Perceptron is a simple classification algorithm.
    
      
      
        Attention: Available only with Activate commercial edition.
       
    
    Syntax
      parameters = perceptronfit(X,y)
      parameters = perceptronfit(X,y,options)
    Inputs
      
      
        
          - X
 
          - Training data.
 
          - Type: double
 
          - Dimension: vector | matrix
 
        
        
          - y
 
          - Target values.
 
          - Type: double
 
          - Dimension: vector | matrix
 
        
		
          - options
 
          - Type: struct
 
          - 
            
              
                - penalty
 
                - The penalty (regularization term) to be used. By default, it's not assigned. Allowed values are 'l2', 'l1', or 'elasticnet'.
 
                - Type: char
 
				- Dimension: string
 
              
			  
                - alpha
 
                - Constant that multiplies the regularization term if regularization is used.
 
                - Type: logical
 
				- Dimension: Boolean
 
              
			  
                - max_iter
 
                - Maximum number of passes over the training data (default: 1000).
 
                - Type: integer
 
				- Dimension: scalar
 
              
			  
                - tol
 
                - Tolerance for stopping criteria. The iterations will stop when loss > previous_loss - tol (default: 1e-3).
 
                - Type: double
 
				- Dimension: scalar
 
              
			  
                - shuffle
 
                - Whether or not the training data should be shuffled after each iteration over data.
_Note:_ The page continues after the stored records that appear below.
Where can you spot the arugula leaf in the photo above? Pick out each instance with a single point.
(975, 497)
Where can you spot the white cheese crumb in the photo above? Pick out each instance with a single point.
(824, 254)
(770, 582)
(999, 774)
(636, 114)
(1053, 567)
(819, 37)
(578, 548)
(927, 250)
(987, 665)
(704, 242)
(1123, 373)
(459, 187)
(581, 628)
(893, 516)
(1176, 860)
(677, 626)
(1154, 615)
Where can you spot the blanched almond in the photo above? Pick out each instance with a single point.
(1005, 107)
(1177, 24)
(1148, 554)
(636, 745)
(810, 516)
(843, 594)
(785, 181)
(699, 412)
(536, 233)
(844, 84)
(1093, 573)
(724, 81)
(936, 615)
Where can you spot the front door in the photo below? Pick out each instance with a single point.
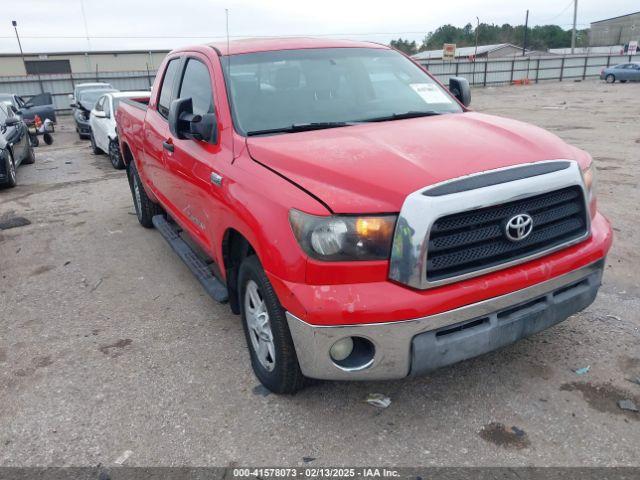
(156, 132)
(192, 162)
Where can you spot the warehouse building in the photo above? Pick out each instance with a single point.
(80, 62)
(616, 30)
(499, 50)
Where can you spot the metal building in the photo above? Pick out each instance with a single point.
(616, 30)
(80, 62)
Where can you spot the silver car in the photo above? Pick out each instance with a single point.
(622, 73)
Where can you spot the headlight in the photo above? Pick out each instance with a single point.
(344, 238)
(589, 178)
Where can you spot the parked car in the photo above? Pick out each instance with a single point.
(104, 135)
(622, 73)
(364, 223)
(82, 107)
(15, 148)
(88, 86)
(29, 107)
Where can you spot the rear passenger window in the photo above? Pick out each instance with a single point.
(166, 88)
(196, 84)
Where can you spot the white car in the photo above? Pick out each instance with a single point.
(104, 135)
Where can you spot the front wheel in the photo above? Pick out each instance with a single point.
(115, 156)
(94, 147)
(10, 168)
(273, 355)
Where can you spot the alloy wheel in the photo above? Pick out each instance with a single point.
(259, 326)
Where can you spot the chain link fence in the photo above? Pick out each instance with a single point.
(500, 71)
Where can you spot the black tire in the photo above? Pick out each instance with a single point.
(115, 156)
(145, 208)
(10, 168)
(31, 156)
(285, 375)
(94, 147)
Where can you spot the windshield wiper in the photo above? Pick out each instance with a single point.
(401, 116)
(299, 127)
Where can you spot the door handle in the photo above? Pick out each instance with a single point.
(168, 145)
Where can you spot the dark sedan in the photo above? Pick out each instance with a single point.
(15, 147)
(83, 106)
(622, 73)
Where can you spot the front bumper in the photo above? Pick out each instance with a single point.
(416, 346)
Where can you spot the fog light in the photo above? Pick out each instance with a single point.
(341, 349)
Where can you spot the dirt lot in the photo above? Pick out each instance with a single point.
(108, 344)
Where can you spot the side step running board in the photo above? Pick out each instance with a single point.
(203, 273)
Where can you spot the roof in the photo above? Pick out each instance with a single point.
(129, 94)
(252, 45)
(464, 51)
(615, 18)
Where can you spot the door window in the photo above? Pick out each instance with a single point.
(196, 84)
(3, 114)
(166, 89)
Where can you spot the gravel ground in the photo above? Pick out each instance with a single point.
(108, 344)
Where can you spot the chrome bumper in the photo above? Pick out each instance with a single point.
(415, 346)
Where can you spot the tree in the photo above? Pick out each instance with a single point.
(404, 46)
(541, 37)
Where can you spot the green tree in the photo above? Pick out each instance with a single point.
(404, 46)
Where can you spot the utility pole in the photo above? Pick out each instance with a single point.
(573, 32)
(526, 30)
(15, 27)
(475, 53)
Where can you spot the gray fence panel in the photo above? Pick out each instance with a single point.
(61, 85)
(522, 69)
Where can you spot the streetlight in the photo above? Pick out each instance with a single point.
(15, 27)
(475, 53)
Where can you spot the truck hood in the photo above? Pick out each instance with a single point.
(371, 168)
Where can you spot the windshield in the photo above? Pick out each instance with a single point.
(6, 99)
(278, 89)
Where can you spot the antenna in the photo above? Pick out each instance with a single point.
(233, 140)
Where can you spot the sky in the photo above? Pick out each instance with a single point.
(59, 25)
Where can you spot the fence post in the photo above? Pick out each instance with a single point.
(484, 82)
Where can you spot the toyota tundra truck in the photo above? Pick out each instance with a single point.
(362, 220)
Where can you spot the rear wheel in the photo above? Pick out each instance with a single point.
(94, 147)
(10, 168)
(31, 156)
(273, 355)
(145, 208)
(115, 156)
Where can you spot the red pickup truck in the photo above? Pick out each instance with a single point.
(361, 219)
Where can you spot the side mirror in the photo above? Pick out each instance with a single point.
(11, 121)
(184, 124)
(459, 87)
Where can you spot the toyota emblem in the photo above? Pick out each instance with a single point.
(519, 227)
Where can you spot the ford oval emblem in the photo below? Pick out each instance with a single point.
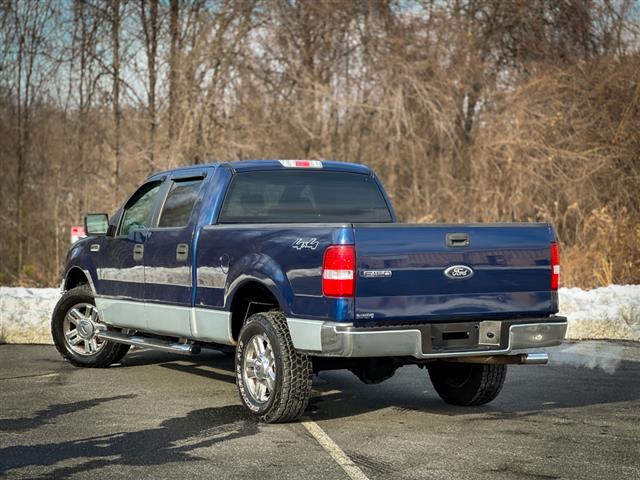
(459, 272)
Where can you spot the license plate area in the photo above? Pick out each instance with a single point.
(481, 336)
(456, 336)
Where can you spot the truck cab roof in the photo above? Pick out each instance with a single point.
(270, 164)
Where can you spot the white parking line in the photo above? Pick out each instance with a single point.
(333, 450)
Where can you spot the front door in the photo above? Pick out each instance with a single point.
(120, 264)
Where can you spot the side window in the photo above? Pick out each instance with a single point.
(179, 203)
(139, 210)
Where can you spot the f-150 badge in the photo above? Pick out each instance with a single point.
(310, 243)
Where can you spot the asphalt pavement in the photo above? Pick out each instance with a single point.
(161, 415)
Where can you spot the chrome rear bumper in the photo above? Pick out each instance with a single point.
(426, 341)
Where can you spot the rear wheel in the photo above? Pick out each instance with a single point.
(467, 384)
(273, 379)
(74, 326)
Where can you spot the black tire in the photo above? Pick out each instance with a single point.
(467, 384)
(292, 370)
(110, 353)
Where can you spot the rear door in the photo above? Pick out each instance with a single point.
(414, 273)
(168, 258)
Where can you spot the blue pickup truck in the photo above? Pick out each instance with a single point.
(299, 266)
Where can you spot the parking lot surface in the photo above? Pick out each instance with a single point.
(160, 415)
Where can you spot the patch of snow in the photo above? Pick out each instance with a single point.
(25, 314)
(611, 312)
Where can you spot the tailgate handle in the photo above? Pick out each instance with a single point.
(457, 239)
(138, 251)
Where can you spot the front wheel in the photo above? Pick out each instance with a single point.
(467, 384)
(273, 379)
(74, 326)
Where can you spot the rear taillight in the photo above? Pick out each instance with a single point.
(338, 271)
(555, 266)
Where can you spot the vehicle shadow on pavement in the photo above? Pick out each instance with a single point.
(49, 414)
(529, 390)
(171, 441)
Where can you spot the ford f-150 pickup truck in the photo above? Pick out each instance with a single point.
(298, 266)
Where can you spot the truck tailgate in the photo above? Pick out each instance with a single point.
(506, 272)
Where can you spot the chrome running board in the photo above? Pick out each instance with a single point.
(155, 343)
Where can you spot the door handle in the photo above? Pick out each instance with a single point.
(182, 252)
(138, 251)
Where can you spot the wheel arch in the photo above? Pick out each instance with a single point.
(75, 277)
(250, 297)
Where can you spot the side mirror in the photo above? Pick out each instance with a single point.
(96, 223)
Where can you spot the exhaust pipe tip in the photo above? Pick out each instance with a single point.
(534, 358)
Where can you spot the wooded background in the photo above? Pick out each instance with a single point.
(468, 110)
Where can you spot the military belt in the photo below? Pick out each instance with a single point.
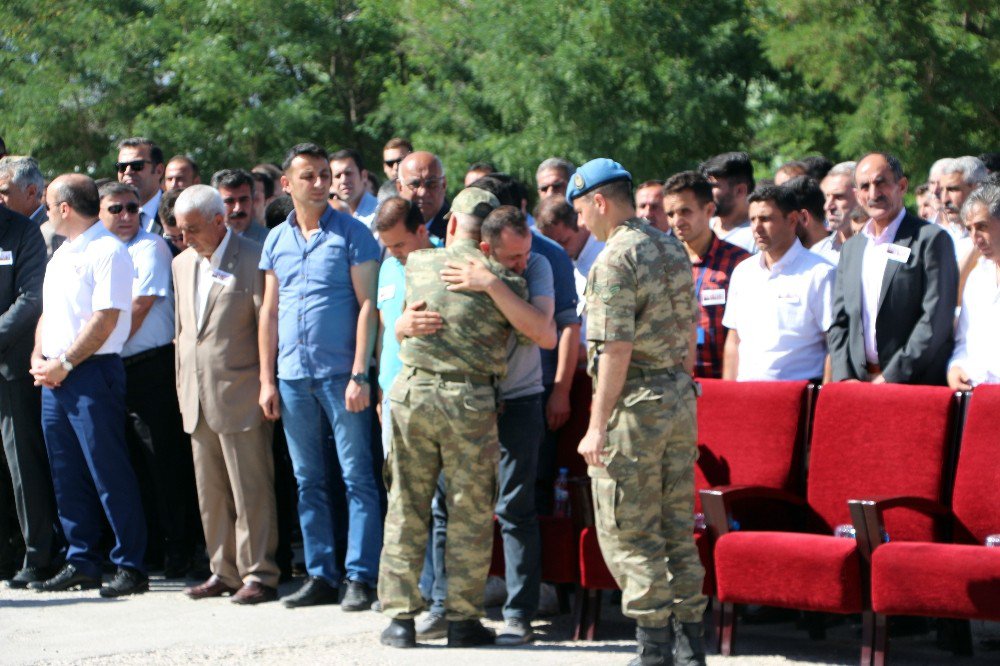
(460, 377)
(649, 373)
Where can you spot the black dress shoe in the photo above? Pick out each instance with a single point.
(358, 597)
(27, 575)
(400, 633)
(315, 592)
(469, 633)
(126, 581)
(67, 579)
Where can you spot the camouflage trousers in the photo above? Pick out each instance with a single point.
(439, 425)
(644, 501)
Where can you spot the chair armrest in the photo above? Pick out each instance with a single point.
(869, 511)
(717, 503)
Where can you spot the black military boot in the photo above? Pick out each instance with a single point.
(689, 643)
(469, 633)
(400, 633)
(654, 647)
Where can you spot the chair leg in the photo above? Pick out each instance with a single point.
(728, 632)
(595, 614)
(881, 640)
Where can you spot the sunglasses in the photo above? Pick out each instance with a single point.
(131, 207)
(135, 165)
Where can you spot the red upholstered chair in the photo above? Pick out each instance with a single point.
(866, 441)
(960, 579)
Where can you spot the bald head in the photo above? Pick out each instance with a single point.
(422, 182)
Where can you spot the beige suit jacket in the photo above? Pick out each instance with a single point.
(218, 366)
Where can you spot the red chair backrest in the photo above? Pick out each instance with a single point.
(876, 441)
(976, 498)
(749, 433)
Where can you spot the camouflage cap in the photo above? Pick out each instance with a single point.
(474, 201)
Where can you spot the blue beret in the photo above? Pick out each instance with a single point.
(595, 173)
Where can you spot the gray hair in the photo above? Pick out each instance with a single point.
(988, 196)
(555, 163)
(22, 171)
(201, 198)
(939, 167)
(843, 169)
(972, 169)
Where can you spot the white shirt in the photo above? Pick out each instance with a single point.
(829, 248)
(977, 345)
(781, 314)
(366, 210)
(150, 210)
(873, 264)
(151, 258)
(203, 277)
(740, 235)
(591, 249)
(92, 272)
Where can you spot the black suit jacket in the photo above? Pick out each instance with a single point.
(914, 328)
(20, 292)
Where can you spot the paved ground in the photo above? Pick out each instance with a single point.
(163, 627)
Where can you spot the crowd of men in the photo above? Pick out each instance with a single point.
(189, 368)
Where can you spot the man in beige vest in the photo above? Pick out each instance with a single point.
(218, 291)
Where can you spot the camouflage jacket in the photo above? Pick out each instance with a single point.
(473, 339)
(640, 290)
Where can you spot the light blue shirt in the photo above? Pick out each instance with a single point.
(317, 306)
(391, 295)
(151, 258)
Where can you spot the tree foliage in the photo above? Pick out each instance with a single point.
(658, 86)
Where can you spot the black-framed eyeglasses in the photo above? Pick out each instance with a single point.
(426, 183)
(131, 207)
(135, 165)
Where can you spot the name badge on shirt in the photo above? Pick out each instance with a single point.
(897, 252)
(221, 277)
(386, 292)
(713, 296)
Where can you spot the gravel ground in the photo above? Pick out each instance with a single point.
(164, 627)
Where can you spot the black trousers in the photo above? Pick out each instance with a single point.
(162, 455)
(27, 502)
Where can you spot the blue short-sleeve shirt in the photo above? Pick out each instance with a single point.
(317, 306)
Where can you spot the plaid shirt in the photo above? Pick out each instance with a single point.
(712, 272)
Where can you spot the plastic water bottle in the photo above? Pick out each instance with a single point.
(561, 507)
(845, 531)
(699, 522)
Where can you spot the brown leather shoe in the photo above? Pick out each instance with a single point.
(213, 587)
(254, 593)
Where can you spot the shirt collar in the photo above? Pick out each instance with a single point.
(886, 236)
(786, 260)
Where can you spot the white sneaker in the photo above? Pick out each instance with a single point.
(548, 601)
(515, 632)
(496, 592)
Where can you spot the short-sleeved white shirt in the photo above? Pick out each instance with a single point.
(92, 272)
(781, 315)
(151, 259)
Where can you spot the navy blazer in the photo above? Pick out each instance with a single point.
(914, 328)
(20, 291)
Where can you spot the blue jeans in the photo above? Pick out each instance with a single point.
(84, 425)
(303, 404)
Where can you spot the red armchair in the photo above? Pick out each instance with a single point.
(866, 440)
(960, 579)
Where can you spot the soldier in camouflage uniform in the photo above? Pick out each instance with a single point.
(444, 406)
(640, 444)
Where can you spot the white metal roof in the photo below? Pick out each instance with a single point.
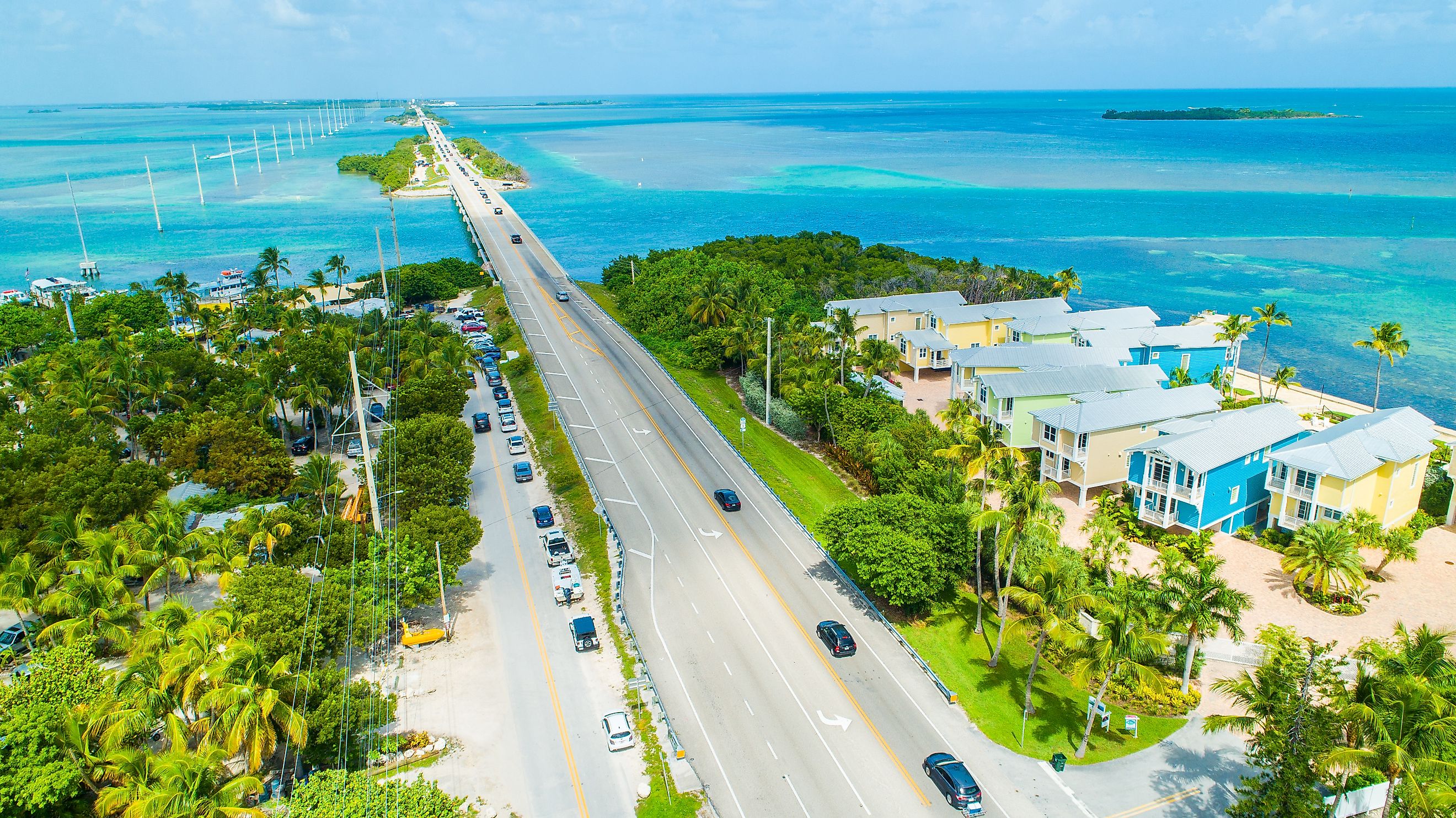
(1024, 356)
(1095, 413)
(1361, 445)
(1070, 381)
(1209, 441)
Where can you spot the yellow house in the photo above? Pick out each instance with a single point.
(986, 325)
(884, 316)
(1082, 443)
(1373, 462)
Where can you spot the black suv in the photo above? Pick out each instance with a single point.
(836, 638)
(954, 782)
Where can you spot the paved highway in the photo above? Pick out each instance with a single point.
(726, 605)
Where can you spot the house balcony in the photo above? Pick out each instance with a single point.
(1289, 489)
(1191, 494)
(1149, 514)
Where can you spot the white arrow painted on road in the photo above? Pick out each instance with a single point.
(836, 723)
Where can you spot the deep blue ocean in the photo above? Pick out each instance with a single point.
(1346, 222)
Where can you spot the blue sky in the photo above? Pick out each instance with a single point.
(175, 50)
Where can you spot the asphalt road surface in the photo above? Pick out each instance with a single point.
(726, 603)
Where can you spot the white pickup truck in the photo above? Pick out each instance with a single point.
(558, 550)
(568, 584)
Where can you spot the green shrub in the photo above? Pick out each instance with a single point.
(1139, 699)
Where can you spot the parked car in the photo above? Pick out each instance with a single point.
(14, 638)
(618, 730)
(836, 638)
(954, 780)
(584, 634)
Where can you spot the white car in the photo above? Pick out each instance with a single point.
(619, 731)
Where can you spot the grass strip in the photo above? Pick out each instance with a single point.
(576, 511)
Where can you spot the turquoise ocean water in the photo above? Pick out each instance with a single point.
(1346, 222)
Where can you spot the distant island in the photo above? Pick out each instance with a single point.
(1218, 114)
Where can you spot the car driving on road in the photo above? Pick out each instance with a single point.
(618, 730)
(836, 638)
(954, 780)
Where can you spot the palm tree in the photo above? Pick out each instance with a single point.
(1106, 545)
(270, 263)
(1404, 734)
(1027, 513)
(1125, 643)
(1270, 316)
(1325, 557)
(843, 327)
(92, 603)
(1200, 602)
(1283, 377)
(875, 357)
(318, 475)
(1388, 344)
(1052, 603)
(22, 580)
(249, 703)
(183, 785)
(1234, 329)
(1066, 283)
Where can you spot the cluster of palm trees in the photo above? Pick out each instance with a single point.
(1133, 612)
(1395, 719)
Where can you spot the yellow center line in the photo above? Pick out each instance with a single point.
(540, 641)
(762, 575)
(1164, 801)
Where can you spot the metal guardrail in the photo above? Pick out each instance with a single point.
(617, 555)
(950, 695)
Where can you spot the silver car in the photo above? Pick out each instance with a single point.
(619, 731)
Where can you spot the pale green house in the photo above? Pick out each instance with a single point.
(1007, 399)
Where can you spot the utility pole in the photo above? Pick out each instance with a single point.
(151, 187)
(768, 372)
(369, 459)
(199, 171)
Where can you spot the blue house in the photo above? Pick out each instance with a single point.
(1209, 471)
(1190, 347)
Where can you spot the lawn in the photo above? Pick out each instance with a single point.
(801, 481)
(993, 698)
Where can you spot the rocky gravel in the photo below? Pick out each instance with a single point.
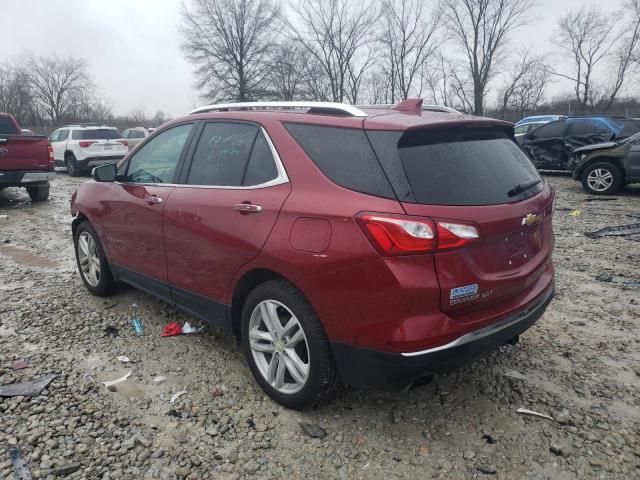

Default: true
 
                - Type: Boolean
 
				- Dimension: logical
 
              
			  
                - eta0
 
                - Constant by which the updates are multiplied (default: 1).
 
                - Type: double
 
				- Dimension: scalar
 
              
			  
                - random_state
 
                - The seed of pseudo random number generator to use when shuffling the data.
 
                - Type: integer
 
				- Dimension: scalar
 
              
			  
                - early_stopping
 
                - Whether to use early stopping to terminate training when validation score is not improving (default: false). If set to true, it will automatically set aside a fraction of training data for validation and terminate training when validation score is not improving by at least tol for n_iter_no_change consecutive epochs (iteration over all data).
 
                - Type: Boolean
 
				- Dimension: logical
 
              
			  
                - validation_fraction
 
                - The proportion of training data to set aside as validation set for early stopping. It must be between 0 and 1. This value is considered only when early_stopping is set to true.
 
                - Type: double
 
				- Dimension: scalar
 
              
			  
                - n_iter_no_change
 
                - Number of iterations with no improvement to wait before early stopping (default: 5).
 
                - Type: integer
 
				- Dimension: scalar
 
              
            
           
        
      
      
    
    Outputs
      
      
        
          - parameters
 
          - Contains all the values passed to perceptronfit method as options. Additionally it has below key-value pairs.
 
		  - Type: struct
 
		  - 
            
              
                - scorer
 
                - Function handle pointing to 'accuracy' function.
 
                - Type: function handle
 
              
			  
                - intercept
 
                - Intercept (bias) added to the decision function.
 
                - Type: double
 
				- Dimension: scalar
 
              
			  
                - coef
 
                - Coefficient of the features in the decision function.
 
                - Type: double
 
				- Dimension: vector | matrix
 
              
			  
                - n_samples
 
                - Number of rows in the training data.
 
                - Type: integer
 
				- Dimension: scalar
 
              
			  
                - n_features
 
                - Number of columns in the training data.
 
                - Type: integer
 
				- Dimension: scalar
 
              
            
           
        
      
      
    
    Example
      
      Usage of perceptronfit
      data = dlmread('banknote_authentication.txt', ',');
X = data(:, 1:2);
y = data(:, end);
parameters = perceptronfit(X, y);
      > parameters
parameters = struct [
  alpha: 0.0001
  coef: [Matrix] 1 x 2
  -12.75121  -6.88289
  early_stopping: 0
  eta0: 1
  intercept: 4
  max_iter: 1000
  n_features: 2
  n_iter_no_change: 5
  n_samples: 1372
  shuffle: 1
  tol: 0.001
  validation_fraction: 0.1
]
	  
    
	Comments
      
      Output 'parameters' should be passed as input to perceptronpredict function.